The right solution is to stream, segment (or chunk) the output, because
in the general case, no timeout is long enough.  It'll always be
possible to find an archive that's just one byte (or second) longer than
any chosen timeout.  (See the halting problem.)   You want
the timeout
to catch a lack of progress, not total time that's a function of
transaction size.  (Webservers may also have limits on transaction size

e.g. mod_security, but they're only useful when the upper bound on a
response is knowable.)  Thus, the timeout(s) should be roughly
independent of the archive size; on the order of time-to-first-byte
(which ordinarily is longer than time between segments/chunks).
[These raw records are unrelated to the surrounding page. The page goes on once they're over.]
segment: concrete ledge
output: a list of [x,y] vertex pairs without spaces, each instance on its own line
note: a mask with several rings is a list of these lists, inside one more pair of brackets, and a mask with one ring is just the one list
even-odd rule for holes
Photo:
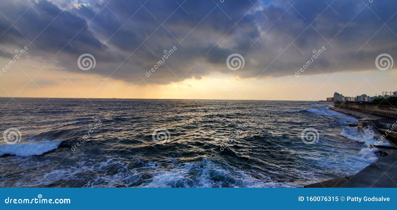
[[324,181],[317,183],[310,184],[304,186],[304,187],[339,187],[342,184],[350,179],[352,176],[345,176],[333,179]]
[[341,187],[397,187],[397,153],[381,158],[365,167]]

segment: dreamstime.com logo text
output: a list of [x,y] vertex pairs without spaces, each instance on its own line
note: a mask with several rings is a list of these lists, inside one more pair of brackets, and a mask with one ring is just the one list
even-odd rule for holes
[[157,144],[163,144],[168,142],[171,137],[170,132],[164,128],[158,128],[154,129],[152,134],[153,141]]
[[8,144],[14,144],[19,143],[22,139],[21,132],[18,128],[10,128],[4,131],[3,133],[3,139]]
[[226,65],[231,71],[235,71],[243,69],[245,64],[244,57],[238,53],[231,54],[226,59]]
[[[392,124],[387,124],[387,126],[389,128],[385,129],[386,131],[385,132],[385,134],[382,135],[380,137],[380,138],[379,138],[374,142],[374,145],[375,146],[379,145],[379,144],[381,142],[384,141],[385,139],[386,139],[386,137],[389,136],[389,134],[393,132],[393,130],[395,130],[396,128],[397,128],[397,121],[396,121],[396,122]],[[372,148],[370,148],[370,151],[372,151]]]
[[43,196],[41,194],[39,194],[37,198],[31,199],[13,199],[8,197],[4,202],[7,204],[70,204],[70,199],[43,199],[42,197]]
[[23,49],[21,49],[21,50],[15,50],[15,55],[14,55],[14,58],[12,60],[10,61],[10,62],[6,65],[1,71],[0,71],[0,76],[1,76],[3,75],[3,73],[7,71],[7,70],[11,67],[11,66],[13,65],[15,61],[17,61],[17,60],[19,59],[19,58],[22,57],[22,55],[23,55],[25,52],[26,52],[26,50],[29,50],[29,48],[27,48],[26,46],[25,46]]
[[146,77],[149,77],[150,76],[152,75],[152,73],[156,71],[156,70],[157,69],[160,68],[160,67],[163,65],[163,63],[165,62],[166,60],[168,59],[168,58],[171,57],[171,55],[172,55],[172,53],[175,52],[175,50],[178,50],[178,48],[176,48],[176,47],[175,46],[174,46],[172,48],[172,49],[171,49],[168,51],[167,51],[166,50],[164,50],[164,55],[163,55],[162,59],[161,60],[159,60],[158,62],[157,62],[157,63],[154,65],[154,66],[153,68],[150,70],[150,71],[146,72]]
[[95,57],[89,53],[83,54],[77,59],[77,65],[83,71],[86,71],[94,69],[96,64]]
[[384,53],[379,55],[375,59],[375,65],[378,69],[384,71],[393,67],[394,61],[391,55]]
[[[242,136],[242,134],[247,130],[247,128],[248,127],[248,126],[250,125],[251,123],[251,122],[250,122],[249,120],[247,122],[244,123],[244,124],[239,125],[238,126],[239,129],[235,131],[234,134],[229,138],[227,141],[226,141],[226,144],[227,144],[231,141],[234,141],[236,140],[236,139],[239,138],[240,136]],[[221,146],[221,147],[220,149],[221,151],[222,151],[225,150],[225,146],[223,145]]]
[[320,134],[316,128],[308,128],[302,131],[301,134],[302,141],[306,144],[312,144],[317,143],[320,138]]
[[299,71],[295,72],[295,76],[296,77],[299,76],[299,75],[301,75],[301,73],[304,71],[304,70],[308,68],[309,66],[310,66],[312,63],[313,63],[314,60],[318,58],[318,57],[320,57],[320,55],[321,55],[321,53],[324,52],[324,50],[327,50],[327,48],[325,48],[325,47],[324,46],[322,47],[321,49],[320,49],[317,51],[316,51],[315,50],[313,50],[313,55],[312,55],[312,57],[310,59],[310,60],[307,61],[306,63],[303,65],[303,66],[302,67],[302,68],[301,68]]

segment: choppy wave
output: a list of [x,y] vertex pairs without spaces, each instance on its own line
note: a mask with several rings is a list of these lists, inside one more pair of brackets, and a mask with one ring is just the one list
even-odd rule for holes
[[[360,130],[354,127],[347,127],[343,129],[340,135],[349,139],[362,142],[368,146],[374,144],[377,141],[375,138],[375,130],[371,126],[367,126]],[[389,143],[383,142],[378,142],[378,145],[390,145]]]
[[[354,174],[377,157],[355,142],[370,138],[345,126],[357,119],[320,103],[54,99],[42,107],[37,99],[16,100],[28,110],[63,105],[73,114],[43,112],[34,124],[19,116],[10,126],[21,130],[21,143],[0,145],[7,166],[0,167],[0,187],[299,187]],[[3,110],[2,120],[14,122],[15,113]],[[153,141],[158,128],[169,132],[166,143]],[[307,128],[318,130],[318,143],[302,143]],[[36,158],[25,161],[31,154]]]
[[27,157],[32,155],[40,155],[55,149],[59,146],[62,141],[45,141],[15,144],[0,145],[0,156],[4,155]]

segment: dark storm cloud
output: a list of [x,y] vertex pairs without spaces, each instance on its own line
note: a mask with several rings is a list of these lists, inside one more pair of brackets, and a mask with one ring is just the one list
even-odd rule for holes
[[[140,76],[149,83],[178,81],[166,65],[179,78],[214,72],[293,75],[323,46],[326,50],[313,63],[324,73],[342,65],[341,71],[374,69],[378,55],[397,56],[397,2],[367,2],[306,0],[291,6],[263,0],[254,6],[249,0],[153,0],[142,6],[137,1],[39,0],[28,9],[25,1],[2,1],[8,19],[0,17],[0,44],[8,52],[27,45],[29,57],[79,73],[77,58],[91,53],[95,68],[83,73],[133,82]],[[173,46],[173,54],[146,78]],[[244,69],[227,68],[226,58],[234,53],[244,57]],[[314,65],[304,72],[319,73]]]

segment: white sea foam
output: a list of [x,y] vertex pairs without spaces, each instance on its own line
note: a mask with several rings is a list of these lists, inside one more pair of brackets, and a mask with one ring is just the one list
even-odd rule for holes
[[0,145],[0,156],[11,155],[27,157],[31,155],[40,155],[55,149],[59,146],[62,141],[46,141],[40,142],[2,144]]
[[[256,172],[256,173],[258,173]],[[195,174],[195,175],[194,175]],[[260,180],[232,166],[204,160],[200,163],[180,164],[170,170],[156,172],[145,187],[293,187],[301,185],[279,183],[260,174]]]
[[[362,142],[366,145],[369,146],[374,144],[376,140],[374,138],[375,132],[371,127],[365,127],[362,130],[358,131],[357,128],[347,127],[343,129],[343,131],[340,134],[341,135],[349,139]],[[378,145],[389,146],[390,144],[384,142],[379,142]]]

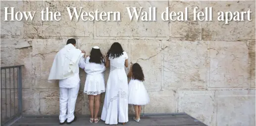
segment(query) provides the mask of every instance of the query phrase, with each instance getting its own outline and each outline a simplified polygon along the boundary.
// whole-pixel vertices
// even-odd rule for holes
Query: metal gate
[[[22,116],[23,66],[1,67],[1,126],[10,126]]]

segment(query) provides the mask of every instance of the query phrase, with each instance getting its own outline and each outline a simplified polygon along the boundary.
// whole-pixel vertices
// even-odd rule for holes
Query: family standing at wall
[[[74,39],[68,40],[67,44],[56,54],[48,79],[59,80],[60,124],[66,122],[70,124],[76,119],[74,112],[80,87],[79,67],[87,74],[84,92],[89,98],[90,122],[98,123],[101,119],[106,124],[116,125],[118,122],[124,124],[128,121],[130,104],[134,105],[133,120],[139,123],[141,105],[150,102],[140,65],[132,64],[126,75],[124,67],[128,67],[128,56],[118,42],[112,44],[105,56],[98,46],[93,47],[90,56],[86,56],[85,51],[76,48],[76,43]],[[108,67],[110,73],[105,87],[103,73]],[[129,84],[127,77],[131,78]],[[100,95],[104,92],[104,105],[100,118],[98,116]]]

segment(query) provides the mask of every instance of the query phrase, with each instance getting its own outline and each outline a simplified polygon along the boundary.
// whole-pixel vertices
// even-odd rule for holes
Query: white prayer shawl
[[[96,64],[90,63],[89,62],[90,57],[88,57],[85,59],[85,64],[84,70],[89,75],[96,75],[103,73],[106,68],[103,63],[102,64]]]
[[[84,55],[72,44],[62,48],[55,56],[48,80],[62,80],[74,76],[80,59]]]

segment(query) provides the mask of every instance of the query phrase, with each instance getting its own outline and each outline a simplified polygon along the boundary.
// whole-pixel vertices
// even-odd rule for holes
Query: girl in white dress
[[[133,120],[139,123],[141,120],[141,106],[150,102],[150,97],[142,82],[144,81],[144,75],[139,64],[131,66],[127,77],[132,79],[128,84],[128,103],[134,105],[135,117]]]
[[[103,72],[105,70],[103,56],[98,46],[94,46],[90,56],[85,59],[84,70],[87,74],[84,92],[88,95],[89,108],[91,111],[90,122],[97,123],[100,120],[98,117],[100,108],[100,94],[105,92]],[[94,102],[95,110],[94,115]]]
[[[113,43],[107,53],[106,67],[110,71],[106,85],[102,120],[105,124],[116,125],[128,121],[128,80],[125,68],[128,66],[128,55],[121,44]]]

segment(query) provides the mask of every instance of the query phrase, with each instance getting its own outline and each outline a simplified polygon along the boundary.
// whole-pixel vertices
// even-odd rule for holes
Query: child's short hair
[[[139,80],[141,81],[144,81],[144,74],[142,69],[138,63],[135,63],[132,67],[132,78],[135,80]]]

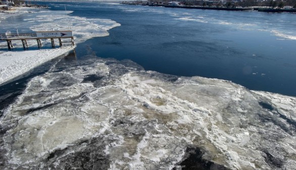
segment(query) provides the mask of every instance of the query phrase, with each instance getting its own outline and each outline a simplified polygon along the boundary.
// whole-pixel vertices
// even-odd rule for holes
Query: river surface
[[[38,3],[0,32],[77,48],[0,87],[0,169],[296,167],[296,98],[258,91],[296,96],[295,14]]]
[[[79,59],[91,49],[99,57],[130,59],[147,70],[228,80],[250,90],[296,96],[295,14],[43,3],[51,10],[64,10],[66,5],[73,11],[70,15],[121,25],[110,30],[109,36],[79,44]],[[26,22],[21,17],[9,21],[14,19]]]

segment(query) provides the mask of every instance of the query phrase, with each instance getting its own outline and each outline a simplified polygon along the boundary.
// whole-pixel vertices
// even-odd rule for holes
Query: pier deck
[[[74,38],[73,36],[72,36],[72,31],[67,31],[67,32],[71,32],[71,36],[65,36],[65,35],[67,35],[65,33],[61,33],[60,36],[50,36],[48,37],[40,37],[37,36],[37,33],[10,33],[10,34],[0,34],[0,40],[4,40],[7,42],[7,47],[8,47],[9,50],[11,50],[12,48],[14,48],[12,41],[13,40],[21,40],[22,43],[23,44],[23,47],[24,49],[25,50],[26,49],[28,48],[29,47],[28,46],[28,44],[27,42],[27,40],[29,39],[36,39],[37,41],[37,44],[38,45],[38,48],[40,48],[42,47],[42,44],[41,43],[40,39],[51,39],[52,42],[52,47],[54,48],[55,47],[55,40],[54,39],[59,39],[59,45],[61,47],[63,45],[63,43],[64,42],[70,42],[71,43],[72,46],[74,46]],[[60,33],[60,31],[47,31],[46,32],[58,32]],[[40,33],[42,32],[40,32]],[[62,41],[62,39],[64,38],[71,38],[70,41]],[[0,46],[0,47],[6,46]]]

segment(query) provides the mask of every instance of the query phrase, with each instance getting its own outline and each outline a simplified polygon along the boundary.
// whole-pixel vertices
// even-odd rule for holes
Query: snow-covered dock
[[[70,41],[62,41],[62,39],[71,38]],[[63,42],[71,42],[72,46],[74,45],[74,37],[72,31],[40,31],[36,33],[15,33],[15,34],[0,34],[0,40],[6,40],[7,41],[7,47],[9,50],[14,48],[12,40],[21,40],[24,49],[29,47],[27,40],[35,39],[37,40],[38,48],[42,47],[41,39],[51,39],[52,47],[54,48],[55,39],[59,39],[60,47],[62,47]]]

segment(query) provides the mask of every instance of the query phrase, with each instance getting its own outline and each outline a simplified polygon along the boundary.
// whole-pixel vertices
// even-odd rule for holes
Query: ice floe
[[[294,97],[128,61],[61,62],[4,111],[1,166],[292,169],[295,106]]]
Also note that streaming requires fewer server resources than compiling
a complete archive before sending, since you don't need to create the
entire archive in memory (or in a tempfile).  You only need enough
memory to efficiently buffer the file I/O and to contain the compression
tables/output buffer.  Except for trivial cases, this will be
independent of the archive size.  The only downside is that if the comm
link is slow, you may hold a reader lock on the source data for longer
than necessary with the current scheme.
Seems as though this deserves an issue.  I guess I could open one - but
you have the experience/test cases.
Hyperkitty doesn’t actually create an archive in memory or in a temp file. It uses streaming response with on the fly compression to read from database and relay to the client for download.
https://gitlab.com/mailman/hyperkitty/-/blob/master/hyperkitty/views/mlist.p...
The problem could be that uwsgi seems to kill an ongoing downloading process, not an idle one for some reason. And, it seems that it is a known and intentional behavior. I don’t see a good way to disable it completely, but perhaps it can be set to a long enough value that it never essentially kills a running worker which is moving bits.
--
thanks,
Abhilash Raj (maxking)